Esa mala idea se me puso en la cabeza cuando Toto vino con la foto, antes jamás se me había ocurrido, y me avergüenzo de mi maldad. Pero le pregunto a Todo quién era el muchacho rubio y me contestó que no lo conocía, y se puso colorado como un tomate. Yo mirándolo fijo en los ojos le pregunté por qué se había puesto colorado. Me contestó lo siguiente: «Me daba vergüenza decirte pero resulta que es el más buen mozo del colegio y una chica me dijo que yo me parecía a él, y que ai llegar a quinto año yo voy a ser como él». Bien, basta de malignidad, es cierto que las solteronas tienen la imaginación más negra que haya. Lo que debo hacer es no permitirme más cierto tipo de discusiones, si yo tengo mi fe es porque la tengo, quién es él para venir a inspeccionarla. También me irritó su nueva idea de irse al Tibet; según él no se dará paz hasta ir a conocer el Tibet. Siempre pidiendo lo imposible.

Yo me conformaría con ir a conocer Mar del Plata, ya que nunca vi el mar. Pero en realidad me parece que lo que más satisfacción espiritual me daría es otra cosa. Claro que si la pido estaré también yo pidiendo lo imposible.
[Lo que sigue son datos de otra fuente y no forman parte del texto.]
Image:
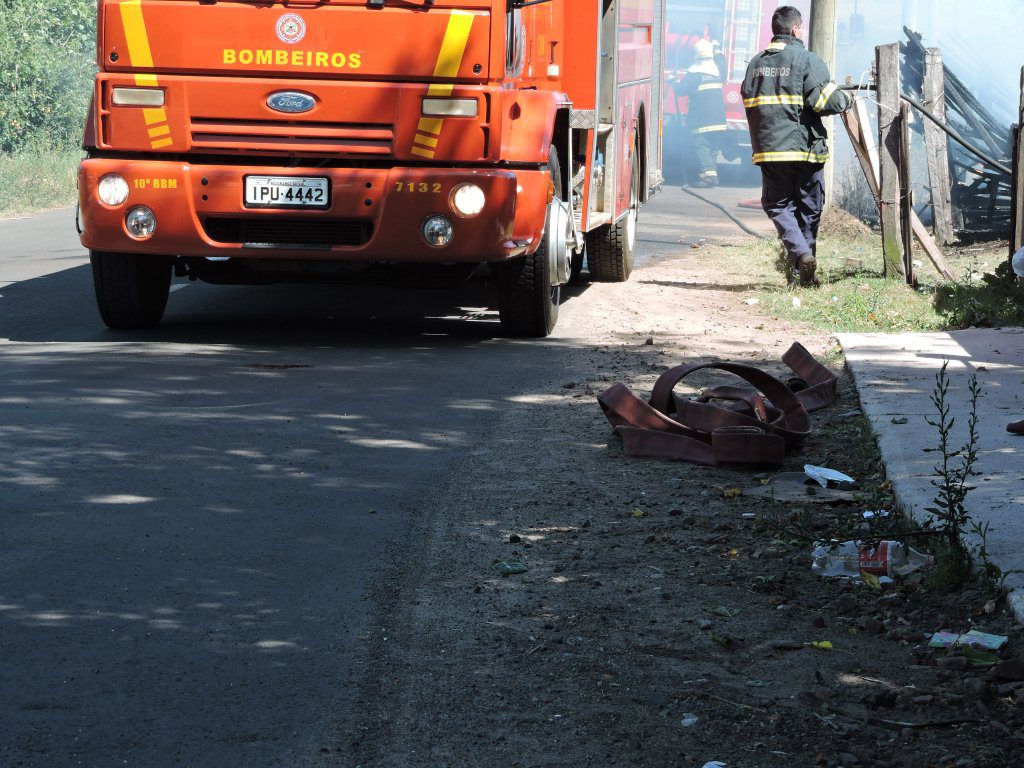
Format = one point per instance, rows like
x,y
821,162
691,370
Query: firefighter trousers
x,y
793,195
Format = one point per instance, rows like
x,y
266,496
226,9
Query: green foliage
x,y
47,61
53,175
996,299
949,515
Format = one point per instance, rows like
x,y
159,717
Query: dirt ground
x,y
662,622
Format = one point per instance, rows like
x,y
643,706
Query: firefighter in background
x,y
706,117
785,92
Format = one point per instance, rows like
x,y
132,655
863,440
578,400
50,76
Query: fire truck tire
x,y
610,249
131,290
527,303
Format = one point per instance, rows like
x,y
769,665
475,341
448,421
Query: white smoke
x,y
980,42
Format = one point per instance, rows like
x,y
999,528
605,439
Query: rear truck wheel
x,y
529,287
131,289
610,248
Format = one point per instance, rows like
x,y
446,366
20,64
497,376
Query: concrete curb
x,y
895,376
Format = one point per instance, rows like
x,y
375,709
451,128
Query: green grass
x,y
37,180
855,297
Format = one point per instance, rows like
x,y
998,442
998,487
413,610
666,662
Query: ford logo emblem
x,y
291,101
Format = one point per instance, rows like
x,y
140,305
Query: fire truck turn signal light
x,y
450,108
468,200
141,222
113,189
437,230
138,96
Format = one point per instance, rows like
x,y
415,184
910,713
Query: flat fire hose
x,y
756,428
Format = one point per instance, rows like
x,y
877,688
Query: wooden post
x,y
821,42
937,148
905,194
888,78
1017,197
858,127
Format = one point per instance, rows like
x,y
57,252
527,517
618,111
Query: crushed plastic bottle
x,y
850,558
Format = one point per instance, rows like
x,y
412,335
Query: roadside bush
x,y
47,60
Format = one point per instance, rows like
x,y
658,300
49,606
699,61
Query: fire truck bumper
x,y
331,214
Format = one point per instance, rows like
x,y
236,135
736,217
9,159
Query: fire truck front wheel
x,y
527,302
131,290
610,249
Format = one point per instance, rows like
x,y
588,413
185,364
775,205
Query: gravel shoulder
x,y
652,597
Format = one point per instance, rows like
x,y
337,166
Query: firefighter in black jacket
x,y
785,92
706,117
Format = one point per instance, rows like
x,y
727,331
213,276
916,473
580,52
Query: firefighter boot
x,y
806,265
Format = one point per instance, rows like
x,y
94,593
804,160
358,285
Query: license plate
x,y
287,192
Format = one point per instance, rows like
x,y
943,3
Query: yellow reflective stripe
x,y
448,66
454,46
154,117
140,56
773,100
825,94
788,157
135,36
430,125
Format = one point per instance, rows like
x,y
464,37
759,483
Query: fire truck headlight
x,y
113,189
138,97
450,108
141,222
437,230
468,200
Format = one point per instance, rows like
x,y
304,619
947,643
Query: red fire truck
x,y
741,29
253,141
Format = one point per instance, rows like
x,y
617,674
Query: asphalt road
x,y
189,516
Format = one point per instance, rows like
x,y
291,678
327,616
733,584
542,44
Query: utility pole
x,y
821,41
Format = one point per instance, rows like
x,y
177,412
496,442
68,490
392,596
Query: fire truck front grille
x,y
289,232
272,135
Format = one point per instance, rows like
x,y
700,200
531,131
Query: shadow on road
x,y
60,307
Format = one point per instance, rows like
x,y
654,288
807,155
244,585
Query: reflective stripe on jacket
x,y
707,111
785,92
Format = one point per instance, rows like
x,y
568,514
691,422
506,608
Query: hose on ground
x,y
728,213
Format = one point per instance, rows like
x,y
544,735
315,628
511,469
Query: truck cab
x,y
257,141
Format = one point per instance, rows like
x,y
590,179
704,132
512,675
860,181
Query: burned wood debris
x,y
978,195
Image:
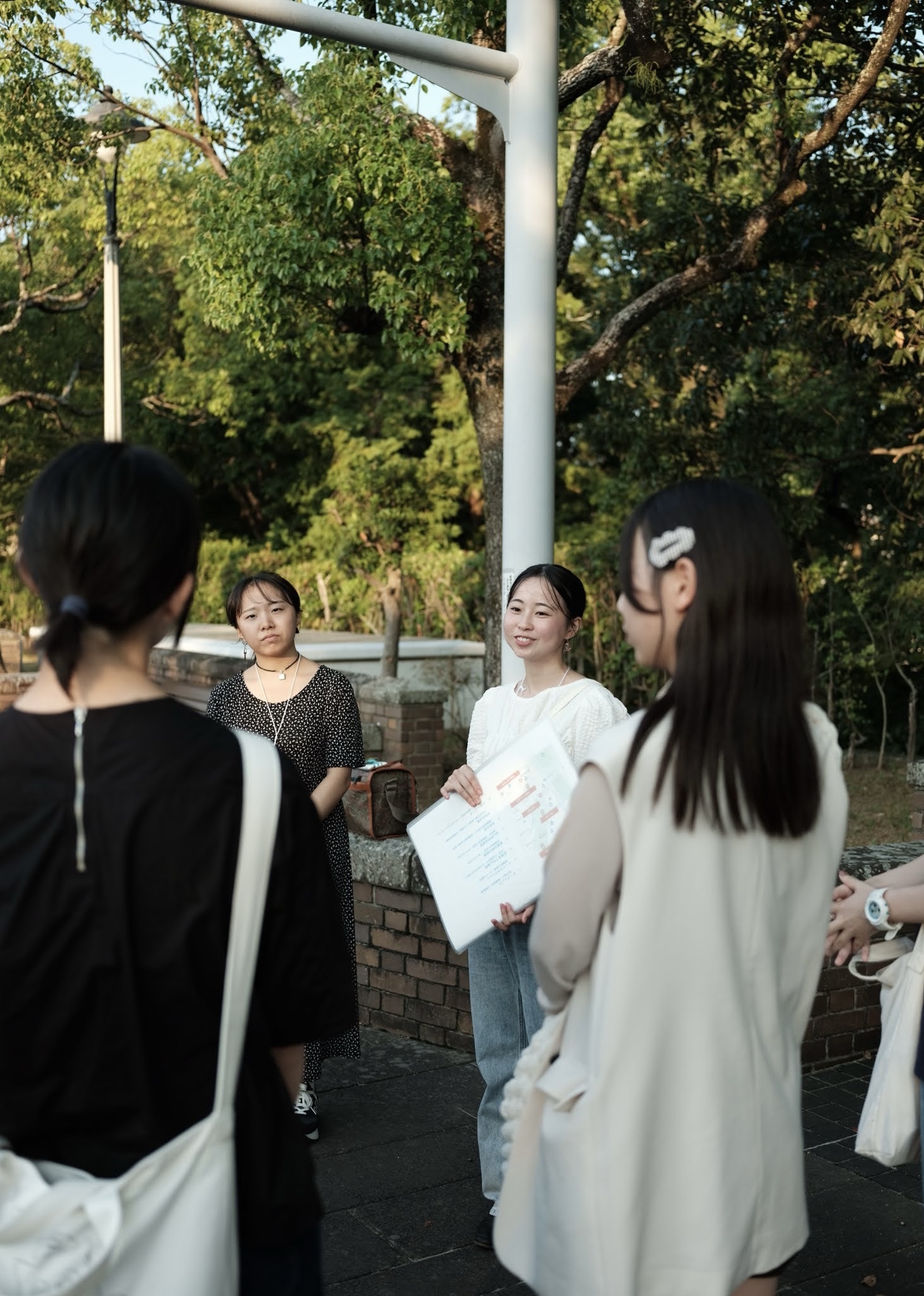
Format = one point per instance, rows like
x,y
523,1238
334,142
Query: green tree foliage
x,y
312,305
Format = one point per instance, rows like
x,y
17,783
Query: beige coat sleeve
x,y
582,874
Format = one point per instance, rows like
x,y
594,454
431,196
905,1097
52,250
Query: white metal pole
x,y
529,295
112,341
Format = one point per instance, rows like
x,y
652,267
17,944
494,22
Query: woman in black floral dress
x,y
310,713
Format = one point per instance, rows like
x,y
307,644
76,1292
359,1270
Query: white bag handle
x,y
882,951
260,817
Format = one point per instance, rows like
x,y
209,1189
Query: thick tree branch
x,y
614,60
271,74
571,205
742,251
48,403
49,298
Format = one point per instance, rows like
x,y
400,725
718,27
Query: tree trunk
x,y
878,681
481,367
392,606
913,708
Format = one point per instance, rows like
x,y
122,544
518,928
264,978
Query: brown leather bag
x,y
381,801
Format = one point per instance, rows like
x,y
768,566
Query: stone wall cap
x,y
400,692
16,681
179,665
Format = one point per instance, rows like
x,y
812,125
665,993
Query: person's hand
x,y
464,782
510,917
848,931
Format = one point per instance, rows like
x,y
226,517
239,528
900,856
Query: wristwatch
x,y
877,912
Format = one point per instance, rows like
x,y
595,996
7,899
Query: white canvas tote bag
x,y
889,1125
167,1226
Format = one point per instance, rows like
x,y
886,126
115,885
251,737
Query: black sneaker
x,y
484,1234
306,1111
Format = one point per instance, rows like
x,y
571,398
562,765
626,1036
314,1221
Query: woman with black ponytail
x,y
120,822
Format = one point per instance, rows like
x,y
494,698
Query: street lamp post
x,y
109,152
517,85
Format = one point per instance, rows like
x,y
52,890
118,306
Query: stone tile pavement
x,y
398,1172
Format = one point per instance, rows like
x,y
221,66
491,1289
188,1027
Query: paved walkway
x,y
398,1171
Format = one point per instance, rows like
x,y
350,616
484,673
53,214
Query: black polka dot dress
x,y
322,733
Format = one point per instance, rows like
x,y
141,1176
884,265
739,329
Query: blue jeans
x,y
921,1101
505,1018
293,1269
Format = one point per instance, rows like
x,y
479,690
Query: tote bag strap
x,y
260,817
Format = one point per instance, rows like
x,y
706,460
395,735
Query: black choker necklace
x,y
275,670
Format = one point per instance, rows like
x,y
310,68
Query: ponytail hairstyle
x,y
108,534
739,746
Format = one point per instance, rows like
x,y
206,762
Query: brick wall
x,y
411,721
844,1022
410,980
12,686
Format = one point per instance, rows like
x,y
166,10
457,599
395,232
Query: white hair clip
x,y
670,546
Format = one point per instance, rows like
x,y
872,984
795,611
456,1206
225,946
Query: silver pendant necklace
x,y
275,670
277,728
520,690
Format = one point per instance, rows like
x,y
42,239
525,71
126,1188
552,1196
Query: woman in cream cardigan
x,y
682,928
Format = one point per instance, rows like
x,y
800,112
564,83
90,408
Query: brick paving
x,y
398,1171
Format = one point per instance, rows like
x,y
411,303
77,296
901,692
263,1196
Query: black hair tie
x,y
75,606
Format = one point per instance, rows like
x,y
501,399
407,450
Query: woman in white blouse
x,y
543,614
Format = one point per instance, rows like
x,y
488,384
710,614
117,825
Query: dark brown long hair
x,y
115,526
739,747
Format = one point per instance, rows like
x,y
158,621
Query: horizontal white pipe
x,y
363,32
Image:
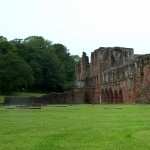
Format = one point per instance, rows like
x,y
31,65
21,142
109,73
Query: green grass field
x,y
77,127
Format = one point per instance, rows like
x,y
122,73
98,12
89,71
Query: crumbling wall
x,y
117,76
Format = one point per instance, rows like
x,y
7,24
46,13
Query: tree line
x,y
35,64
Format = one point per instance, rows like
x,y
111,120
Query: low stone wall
x,y
75,96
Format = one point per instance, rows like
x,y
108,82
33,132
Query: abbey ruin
x,y
114,75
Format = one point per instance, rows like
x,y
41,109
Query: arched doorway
x,y
110,95
115,96
120,96
106,96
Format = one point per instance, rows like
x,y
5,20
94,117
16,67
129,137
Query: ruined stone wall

Yo simplemente querría quedarme aquí en Vallejos, y conocer a un hombre de bien. Hablo de un hombre simple, alguien como el padre de Paquita que trabaje largas horas sin queja, en silencio, para mis hijos. Sé que estoy pidiendo lo imposible, pues nadie me quiso cuando joven, y menos me van a querer a los treinta y cinco años, con la palabra solterona inscripta en la frente.